Figure 5. No pro-inflammatory cytokine expression in the 4-day binge

Concentrations of (A, B) IL-6, (C, D) TNF-α were determined by ELISA in both the hippocampus (A, C)) and entorhinal cortex (B, D). A 36% decrease of IL-6 was measured in the (B) entorhinal cortex at T2 in ethanol animals (n=7) [175pg/mg ± 8.9] compared to controls (n=7) [272pg/mg ± 21.2]; however, no change in TNF-α was seen in either the (E) hippocampus or the (F) entorhinal cortex. *p<0.05

Figure 6. Increase in anti—inflammatory cytokine expression after 7 days of abstinence

Concentrations of (A, B) TGF-β (C, D) IL-10 were determined by ELISA in both the hippocampus (A, C)) and entorhinal cortex (B, D).
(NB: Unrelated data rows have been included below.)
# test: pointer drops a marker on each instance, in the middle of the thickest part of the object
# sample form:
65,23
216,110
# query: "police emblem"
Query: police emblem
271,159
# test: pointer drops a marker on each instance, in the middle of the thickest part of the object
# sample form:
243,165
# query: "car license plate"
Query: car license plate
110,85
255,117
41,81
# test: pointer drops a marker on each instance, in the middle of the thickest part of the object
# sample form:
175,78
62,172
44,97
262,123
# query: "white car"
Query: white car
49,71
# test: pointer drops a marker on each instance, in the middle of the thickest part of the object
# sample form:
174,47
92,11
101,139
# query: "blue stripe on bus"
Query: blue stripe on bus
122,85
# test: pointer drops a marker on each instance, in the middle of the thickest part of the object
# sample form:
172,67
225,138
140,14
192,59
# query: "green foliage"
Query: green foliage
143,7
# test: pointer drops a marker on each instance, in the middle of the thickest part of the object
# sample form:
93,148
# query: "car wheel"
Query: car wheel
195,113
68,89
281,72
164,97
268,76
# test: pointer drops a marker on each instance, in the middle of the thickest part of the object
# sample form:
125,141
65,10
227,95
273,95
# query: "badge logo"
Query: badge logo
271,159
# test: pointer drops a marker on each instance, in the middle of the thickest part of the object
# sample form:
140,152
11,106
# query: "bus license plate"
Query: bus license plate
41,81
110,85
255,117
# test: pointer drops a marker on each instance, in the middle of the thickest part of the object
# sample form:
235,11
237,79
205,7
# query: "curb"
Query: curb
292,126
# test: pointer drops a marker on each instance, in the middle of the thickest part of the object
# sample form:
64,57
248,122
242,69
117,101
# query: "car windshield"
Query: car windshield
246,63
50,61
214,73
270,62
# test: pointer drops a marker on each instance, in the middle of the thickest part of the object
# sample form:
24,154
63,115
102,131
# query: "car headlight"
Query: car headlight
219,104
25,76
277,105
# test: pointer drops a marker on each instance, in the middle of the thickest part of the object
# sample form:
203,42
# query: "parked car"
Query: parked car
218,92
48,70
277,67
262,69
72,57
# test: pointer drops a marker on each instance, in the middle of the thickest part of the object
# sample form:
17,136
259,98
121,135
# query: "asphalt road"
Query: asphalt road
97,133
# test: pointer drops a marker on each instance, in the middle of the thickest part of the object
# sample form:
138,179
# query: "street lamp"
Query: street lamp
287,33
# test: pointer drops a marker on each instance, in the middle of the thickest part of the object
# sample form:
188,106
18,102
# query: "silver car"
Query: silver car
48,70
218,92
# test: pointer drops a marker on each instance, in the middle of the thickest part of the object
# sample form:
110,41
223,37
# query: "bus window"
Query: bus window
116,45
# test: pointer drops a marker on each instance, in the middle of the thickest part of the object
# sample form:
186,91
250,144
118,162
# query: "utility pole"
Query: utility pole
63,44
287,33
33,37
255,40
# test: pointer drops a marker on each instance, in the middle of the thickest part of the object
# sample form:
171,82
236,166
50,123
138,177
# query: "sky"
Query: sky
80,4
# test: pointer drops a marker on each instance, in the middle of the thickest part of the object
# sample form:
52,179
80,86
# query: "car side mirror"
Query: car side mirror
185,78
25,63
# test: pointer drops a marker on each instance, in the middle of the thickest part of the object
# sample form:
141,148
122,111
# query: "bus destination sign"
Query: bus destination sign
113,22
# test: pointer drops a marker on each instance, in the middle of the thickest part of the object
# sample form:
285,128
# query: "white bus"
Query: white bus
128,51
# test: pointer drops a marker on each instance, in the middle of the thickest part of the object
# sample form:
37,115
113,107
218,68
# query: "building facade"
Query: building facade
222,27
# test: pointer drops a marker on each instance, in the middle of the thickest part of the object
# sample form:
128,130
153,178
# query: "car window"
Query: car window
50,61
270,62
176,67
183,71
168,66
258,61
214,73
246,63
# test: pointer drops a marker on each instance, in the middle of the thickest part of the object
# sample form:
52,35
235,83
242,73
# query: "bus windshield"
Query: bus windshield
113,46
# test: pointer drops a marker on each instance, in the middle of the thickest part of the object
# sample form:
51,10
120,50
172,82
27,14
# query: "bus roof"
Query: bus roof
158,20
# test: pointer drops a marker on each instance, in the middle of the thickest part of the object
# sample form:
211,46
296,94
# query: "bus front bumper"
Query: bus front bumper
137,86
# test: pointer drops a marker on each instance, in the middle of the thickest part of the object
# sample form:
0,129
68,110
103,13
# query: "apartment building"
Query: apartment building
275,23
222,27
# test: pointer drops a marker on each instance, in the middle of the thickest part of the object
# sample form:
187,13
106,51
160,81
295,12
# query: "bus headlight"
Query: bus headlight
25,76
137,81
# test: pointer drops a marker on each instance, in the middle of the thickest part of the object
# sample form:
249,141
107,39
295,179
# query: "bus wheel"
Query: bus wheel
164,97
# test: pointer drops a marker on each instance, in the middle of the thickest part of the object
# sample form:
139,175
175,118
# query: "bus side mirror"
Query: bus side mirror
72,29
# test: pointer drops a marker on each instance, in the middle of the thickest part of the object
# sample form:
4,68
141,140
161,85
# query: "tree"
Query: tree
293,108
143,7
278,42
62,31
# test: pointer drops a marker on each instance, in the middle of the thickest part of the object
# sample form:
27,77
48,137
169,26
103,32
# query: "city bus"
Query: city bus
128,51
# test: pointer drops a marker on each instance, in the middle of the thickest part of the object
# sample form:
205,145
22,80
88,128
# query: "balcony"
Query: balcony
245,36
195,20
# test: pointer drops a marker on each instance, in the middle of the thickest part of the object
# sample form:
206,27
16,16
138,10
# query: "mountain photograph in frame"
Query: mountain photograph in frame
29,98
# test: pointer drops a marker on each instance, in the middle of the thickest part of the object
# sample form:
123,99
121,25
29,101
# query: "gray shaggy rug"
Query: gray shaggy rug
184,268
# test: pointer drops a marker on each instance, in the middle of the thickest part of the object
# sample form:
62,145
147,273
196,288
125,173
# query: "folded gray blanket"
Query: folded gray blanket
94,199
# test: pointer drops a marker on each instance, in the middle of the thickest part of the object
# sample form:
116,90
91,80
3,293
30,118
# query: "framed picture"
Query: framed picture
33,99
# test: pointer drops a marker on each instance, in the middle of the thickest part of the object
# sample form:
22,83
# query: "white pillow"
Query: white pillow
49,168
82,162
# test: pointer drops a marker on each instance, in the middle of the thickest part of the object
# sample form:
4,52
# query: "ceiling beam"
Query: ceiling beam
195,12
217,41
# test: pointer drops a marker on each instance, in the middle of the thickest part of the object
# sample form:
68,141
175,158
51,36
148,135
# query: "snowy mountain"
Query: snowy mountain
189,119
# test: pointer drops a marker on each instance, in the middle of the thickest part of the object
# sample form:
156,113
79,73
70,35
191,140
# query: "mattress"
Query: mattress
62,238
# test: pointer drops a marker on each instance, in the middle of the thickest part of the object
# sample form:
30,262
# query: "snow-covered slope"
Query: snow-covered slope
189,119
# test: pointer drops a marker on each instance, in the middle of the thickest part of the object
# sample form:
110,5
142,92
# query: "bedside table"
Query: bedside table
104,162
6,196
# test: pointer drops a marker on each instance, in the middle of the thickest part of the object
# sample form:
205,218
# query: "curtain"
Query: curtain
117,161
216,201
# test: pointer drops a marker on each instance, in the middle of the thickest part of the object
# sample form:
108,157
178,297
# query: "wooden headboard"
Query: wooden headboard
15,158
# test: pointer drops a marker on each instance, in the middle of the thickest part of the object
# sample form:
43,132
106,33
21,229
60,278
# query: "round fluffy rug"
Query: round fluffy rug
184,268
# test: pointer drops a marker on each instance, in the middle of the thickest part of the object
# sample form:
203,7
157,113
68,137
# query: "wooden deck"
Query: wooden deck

An increase in both (A) TGF-β (38%) (C) IL-10 (26%) was seen in ethanol animals (n=6,7) (grey bars) compared with controls (n=7;black bars) in the hippocampus at T7. *p<0.05

Figure 7. No disruption in the blood brain barrier (BBB)

There is no disruption in the BBB following ethanol as there is little to no IgG staining in either the (B, C, F, G) ethanol (T0: n=8; T2: n=6) or (A,E) control (T0 n=6; T2 n=7) compared with a (D,H) kainate positive control. Scale bar = 400 µm.